Suspension For Lawyer Whose Client Guessed Email Password
The St. Louis Post-Dispatch reports
The Missouri Supreme Court on Tuesday suspended the law license of a part-time prosecutor and lawyer for a series of rules violations, including knowingly failing to disclose information that a client obtained by hacking into his estranged wife’s email.
Joel B. Eisenstein, 70, can apply for the reinstatement of his law license in six months, the ruling says. Eisenstein has an office in St. Charles and is a part-time prosecutor in Lincoln County. He has also been a municipal judge and prosecutor in other jurisdictions. He has been a lawyer since 1974.
Missouri’s Office of Chief Disciplinary Counsel sought a suspension of at least a year, citing the hacked information as well as claims that Eisenstein lied about it and threatened the wife’s attorney.
Eisenstein’s former client, Gregory J. Koch, accessed his wife’s personal mail at least three times, downloading financial information and a list of questions that his wife’s lawyer, Stephanie L. Jones, had prepared for trial. Koch, who died last year, guessed his wife’s password and then gave the information to his lawyer, filings say.
Disciplinary officials claim Eisenstein failed to disclose the information to Jones, and then lied about it when Jones spotted the paper work and went to the judge in the case.
Eisenstein said he had never reviewed or used the document.
The court’s opinion is linked here. The court states
Mr. Eisenstein asserts that any discipline should be mitigated by his lack of a dishonest or selfish motive.

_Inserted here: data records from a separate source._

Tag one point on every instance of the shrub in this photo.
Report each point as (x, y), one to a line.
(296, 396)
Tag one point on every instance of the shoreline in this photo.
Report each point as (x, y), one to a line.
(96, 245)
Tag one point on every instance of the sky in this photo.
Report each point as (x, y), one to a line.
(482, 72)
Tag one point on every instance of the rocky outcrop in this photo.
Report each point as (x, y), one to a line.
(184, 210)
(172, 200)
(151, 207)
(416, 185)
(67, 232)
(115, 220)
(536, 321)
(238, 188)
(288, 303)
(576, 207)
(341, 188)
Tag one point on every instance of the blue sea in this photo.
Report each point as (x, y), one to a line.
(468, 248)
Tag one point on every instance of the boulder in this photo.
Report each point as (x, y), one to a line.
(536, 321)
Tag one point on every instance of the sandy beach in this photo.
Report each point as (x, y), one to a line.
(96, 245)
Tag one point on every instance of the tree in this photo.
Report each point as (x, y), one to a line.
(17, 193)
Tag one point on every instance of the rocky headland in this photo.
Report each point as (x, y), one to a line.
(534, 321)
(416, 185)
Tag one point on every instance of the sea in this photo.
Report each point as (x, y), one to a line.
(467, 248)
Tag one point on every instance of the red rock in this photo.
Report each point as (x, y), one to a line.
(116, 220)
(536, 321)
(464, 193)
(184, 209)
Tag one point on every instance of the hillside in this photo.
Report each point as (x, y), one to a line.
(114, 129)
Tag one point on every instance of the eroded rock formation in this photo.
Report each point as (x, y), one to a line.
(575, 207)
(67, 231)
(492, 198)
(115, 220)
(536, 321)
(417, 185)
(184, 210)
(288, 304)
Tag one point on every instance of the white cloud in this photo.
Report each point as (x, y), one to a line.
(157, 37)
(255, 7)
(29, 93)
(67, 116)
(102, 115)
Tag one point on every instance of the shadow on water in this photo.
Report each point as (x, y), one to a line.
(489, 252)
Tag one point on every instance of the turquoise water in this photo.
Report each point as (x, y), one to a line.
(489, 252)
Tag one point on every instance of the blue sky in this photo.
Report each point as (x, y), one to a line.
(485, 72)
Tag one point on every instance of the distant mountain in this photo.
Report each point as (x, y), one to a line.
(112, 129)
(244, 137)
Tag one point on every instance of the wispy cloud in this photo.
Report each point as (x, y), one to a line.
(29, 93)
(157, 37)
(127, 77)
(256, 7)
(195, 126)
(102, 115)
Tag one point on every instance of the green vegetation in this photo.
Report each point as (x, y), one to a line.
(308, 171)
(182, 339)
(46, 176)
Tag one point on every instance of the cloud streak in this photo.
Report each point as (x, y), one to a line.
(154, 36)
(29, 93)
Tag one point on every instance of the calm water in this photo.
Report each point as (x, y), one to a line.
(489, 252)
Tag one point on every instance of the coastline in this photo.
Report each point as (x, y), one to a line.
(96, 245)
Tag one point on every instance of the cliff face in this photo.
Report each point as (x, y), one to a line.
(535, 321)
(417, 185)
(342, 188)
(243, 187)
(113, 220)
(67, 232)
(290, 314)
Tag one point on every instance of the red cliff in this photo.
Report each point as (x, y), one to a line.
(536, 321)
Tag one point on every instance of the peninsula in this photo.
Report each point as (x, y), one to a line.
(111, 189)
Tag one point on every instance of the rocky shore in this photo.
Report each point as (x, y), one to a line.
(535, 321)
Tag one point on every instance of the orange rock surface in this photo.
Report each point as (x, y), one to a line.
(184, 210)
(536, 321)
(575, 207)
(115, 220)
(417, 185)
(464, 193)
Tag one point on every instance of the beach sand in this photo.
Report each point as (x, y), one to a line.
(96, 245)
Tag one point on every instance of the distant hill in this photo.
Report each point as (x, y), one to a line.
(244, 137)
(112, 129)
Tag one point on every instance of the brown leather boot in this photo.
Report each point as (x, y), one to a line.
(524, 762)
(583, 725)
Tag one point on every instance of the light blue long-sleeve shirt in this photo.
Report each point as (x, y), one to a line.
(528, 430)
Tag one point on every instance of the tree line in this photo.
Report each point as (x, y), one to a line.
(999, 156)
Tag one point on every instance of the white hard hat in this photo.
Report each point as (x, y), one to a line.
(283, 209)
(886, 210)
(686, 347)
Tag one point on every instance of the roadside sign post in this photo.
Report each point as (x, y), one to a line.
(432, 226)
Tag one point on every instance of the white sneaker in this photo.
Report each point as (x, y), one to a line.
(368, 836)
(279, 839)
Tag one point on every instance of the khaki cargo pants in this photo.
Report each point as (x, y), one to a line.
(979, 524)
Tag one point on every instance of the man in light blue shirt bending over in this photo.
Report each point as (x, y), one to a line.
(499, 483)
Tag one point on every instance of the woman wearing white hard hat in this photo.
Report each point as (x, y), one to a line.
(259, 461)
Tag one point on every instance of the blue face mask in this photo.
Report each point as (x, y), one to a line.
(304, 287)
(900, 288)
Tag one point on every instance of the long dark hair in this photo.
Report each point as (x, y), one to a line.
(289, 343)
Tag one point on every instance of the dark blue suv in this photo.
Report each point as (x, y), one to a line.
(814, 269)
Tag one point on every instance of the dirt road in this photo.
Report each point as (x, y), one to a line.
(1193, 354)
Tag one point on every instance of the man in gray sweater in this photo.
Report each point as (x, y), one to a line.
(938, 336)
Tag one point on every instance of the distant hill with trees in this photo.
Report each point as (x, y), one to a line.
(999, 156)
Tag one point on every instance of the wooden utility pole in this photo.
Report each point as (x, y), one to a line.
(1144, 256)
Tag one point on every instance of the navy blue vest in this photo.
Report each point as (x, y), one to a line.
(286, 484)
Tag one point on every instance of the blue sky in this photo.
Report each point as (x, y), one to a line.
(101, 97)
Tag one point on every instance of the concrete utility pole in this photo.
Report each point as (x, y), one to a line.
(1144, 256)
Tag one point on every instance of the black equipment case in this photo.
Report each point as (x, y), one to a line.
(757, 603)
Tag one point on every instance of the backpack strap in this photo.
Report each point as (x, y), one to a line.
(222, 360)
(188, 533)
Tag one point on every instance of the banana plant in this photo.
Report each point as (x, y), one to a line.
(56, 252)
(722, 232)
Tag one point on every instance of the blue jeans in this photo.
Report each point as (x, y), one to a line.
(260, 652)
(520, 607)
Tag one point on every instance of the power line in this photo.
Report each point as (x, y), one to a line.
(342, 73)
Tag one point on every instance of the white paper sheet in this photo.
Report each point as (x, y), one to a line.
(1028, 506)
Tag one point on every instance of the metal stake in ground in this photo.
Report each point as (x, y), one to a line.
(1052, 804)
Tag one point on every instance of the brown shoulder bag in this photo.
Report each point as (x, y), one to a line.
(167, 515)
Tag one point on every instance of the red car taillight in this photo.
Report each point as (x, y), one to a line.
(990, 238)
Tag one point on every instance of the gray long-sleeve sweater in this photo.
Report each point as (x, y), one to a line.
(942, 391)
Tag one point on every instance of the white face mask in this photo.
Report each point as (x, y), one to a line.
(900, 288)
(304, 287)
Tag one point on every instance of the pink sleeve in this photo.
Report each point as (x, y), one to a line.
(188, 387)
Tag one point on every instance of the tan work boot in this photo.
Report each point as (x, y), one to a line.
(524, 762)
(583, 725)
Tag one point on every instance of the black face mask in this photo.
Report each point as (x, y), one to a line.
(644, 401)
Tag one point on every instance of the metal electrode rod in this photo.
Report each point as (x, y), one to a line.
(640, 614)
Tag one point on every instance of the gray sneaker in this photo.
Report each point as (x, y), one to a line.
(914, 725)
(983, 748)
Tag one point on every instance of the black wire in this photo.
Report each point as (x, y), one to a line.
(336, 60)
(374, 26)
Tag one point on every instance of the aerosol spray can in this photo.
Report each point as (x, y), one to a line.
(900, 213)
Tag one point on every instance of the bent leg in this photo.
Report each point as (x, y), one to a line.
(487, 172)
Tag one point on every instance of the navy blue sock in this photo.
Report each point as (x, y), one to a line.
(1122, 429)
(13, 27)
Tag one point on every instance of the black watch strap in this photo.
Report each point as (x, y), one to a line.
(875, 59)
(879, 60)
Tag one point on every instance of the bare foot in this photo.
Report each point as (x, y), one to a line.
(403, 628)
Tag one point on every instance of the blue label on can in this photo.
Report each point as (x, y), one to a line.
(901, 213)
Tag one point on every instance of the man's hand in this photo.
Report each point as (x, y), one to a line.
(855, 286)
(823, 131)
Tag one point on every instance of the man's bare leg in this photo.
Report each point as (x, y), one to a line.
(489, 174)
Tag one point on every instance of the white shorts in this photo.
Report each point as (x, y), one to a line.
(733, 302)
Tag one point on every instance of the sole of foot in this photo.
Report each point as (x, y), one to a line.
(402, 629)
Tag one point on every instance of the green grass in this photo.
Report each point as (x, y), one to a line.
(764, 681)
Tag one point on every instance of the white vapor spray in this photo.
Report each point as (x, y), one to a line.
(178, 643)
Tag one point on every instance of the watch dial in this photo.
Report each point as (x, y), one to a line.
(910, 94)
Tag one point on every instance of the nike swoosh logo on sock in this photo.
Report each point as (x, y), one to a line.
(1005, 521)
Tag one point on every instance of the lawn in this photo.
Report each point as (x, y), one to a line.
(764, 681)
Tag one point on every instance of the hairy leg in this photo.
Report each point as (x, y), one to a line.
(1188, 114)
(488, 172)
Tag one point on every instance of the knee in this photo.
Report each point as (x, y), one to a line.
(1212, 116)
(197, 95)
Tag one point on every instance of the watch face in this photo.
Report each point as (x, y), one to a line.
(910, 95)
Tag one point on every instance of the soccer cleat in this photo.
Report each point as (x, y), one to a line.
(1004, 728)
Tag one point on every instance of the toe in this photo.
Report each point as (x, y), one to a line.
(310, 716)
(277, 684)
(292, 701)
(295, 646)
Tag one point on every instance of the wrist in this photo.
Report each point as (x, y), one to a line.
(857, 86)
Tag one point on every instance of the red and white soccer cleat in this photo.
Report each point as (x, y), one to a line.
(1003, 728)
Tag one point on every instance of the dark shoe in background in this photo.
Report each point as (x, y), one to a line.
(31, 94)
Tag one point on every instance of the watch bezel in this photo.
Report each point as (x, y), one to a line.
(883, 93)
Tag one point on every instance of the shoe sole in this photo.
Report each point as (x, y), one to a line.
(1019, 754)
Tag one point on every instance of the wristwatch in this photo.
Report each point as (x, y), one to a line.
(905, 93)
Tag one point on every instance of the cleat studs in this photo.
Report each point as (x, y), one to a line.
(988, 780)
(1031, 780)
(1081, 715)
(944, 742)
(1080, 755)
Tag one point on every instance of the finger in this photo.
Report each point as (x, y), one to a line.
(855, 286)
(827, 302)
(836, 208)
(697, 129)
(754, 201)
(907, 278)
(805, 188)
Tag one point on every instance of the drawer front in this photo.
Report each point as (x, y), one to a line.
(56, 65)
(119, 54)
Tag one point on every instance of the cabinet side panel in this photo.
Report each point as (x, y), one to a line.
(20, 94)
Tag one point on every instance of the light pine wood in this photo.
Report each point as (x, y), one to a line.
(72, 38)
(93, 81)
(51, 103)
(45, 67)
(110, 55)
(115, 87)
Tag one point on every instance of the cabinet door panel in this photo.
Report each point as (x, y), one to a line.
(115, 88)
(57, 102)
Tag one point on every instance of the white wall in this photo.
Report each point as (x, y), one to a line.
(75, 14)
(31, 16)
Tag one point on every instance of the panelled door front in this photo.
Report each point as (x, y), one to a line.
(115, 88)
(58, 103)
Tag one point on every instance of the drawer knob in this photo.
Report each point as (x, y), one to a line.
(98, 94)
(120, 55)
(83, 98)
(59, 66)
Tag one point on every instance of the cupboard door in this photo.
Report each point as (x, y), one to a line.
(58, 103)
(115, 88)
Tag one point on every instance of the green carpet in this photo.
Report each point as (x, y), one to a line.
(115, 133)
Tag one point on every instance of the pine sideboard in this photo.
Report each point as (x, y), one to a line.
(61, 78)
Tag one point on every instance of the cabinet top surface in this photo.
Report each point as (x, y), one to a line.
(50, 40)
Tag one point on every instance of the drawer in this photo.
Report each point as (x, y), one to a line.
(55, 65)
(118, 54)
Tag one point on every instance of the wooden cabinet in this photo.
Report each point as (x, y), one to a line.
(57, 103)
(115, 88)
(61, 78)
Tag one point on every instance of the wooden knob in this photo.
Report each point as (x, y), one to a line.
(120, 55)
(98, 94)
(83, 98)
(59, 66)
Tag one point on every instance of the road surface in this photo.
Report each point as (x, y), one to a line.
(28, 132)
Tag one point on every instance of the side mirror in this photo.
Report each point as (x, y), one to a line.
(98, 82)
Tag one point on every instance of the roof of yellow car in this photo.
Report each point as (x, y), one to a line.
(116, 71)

The ABA Standards indicate that a suspension is warranted where the lawyer knowingly and improperly withholds information. The lack of a dishonest or selfish motive is not dispositive. As established, the preponderance of the evidence demonstrates that Mr. Eisenstein knowingly retained the improperly obtained evidence and did not promptly disclose his receipt of that information so that protective measures could be employed.
Mr. Eisenstein also asserts that he suffers from post-traumatic distress syndrome due to his military service in Vietnam. Mr. Eisenstein does not elaborate on how this past military service in any way excuses the professional misconduct in this case. There are no mitigating factors.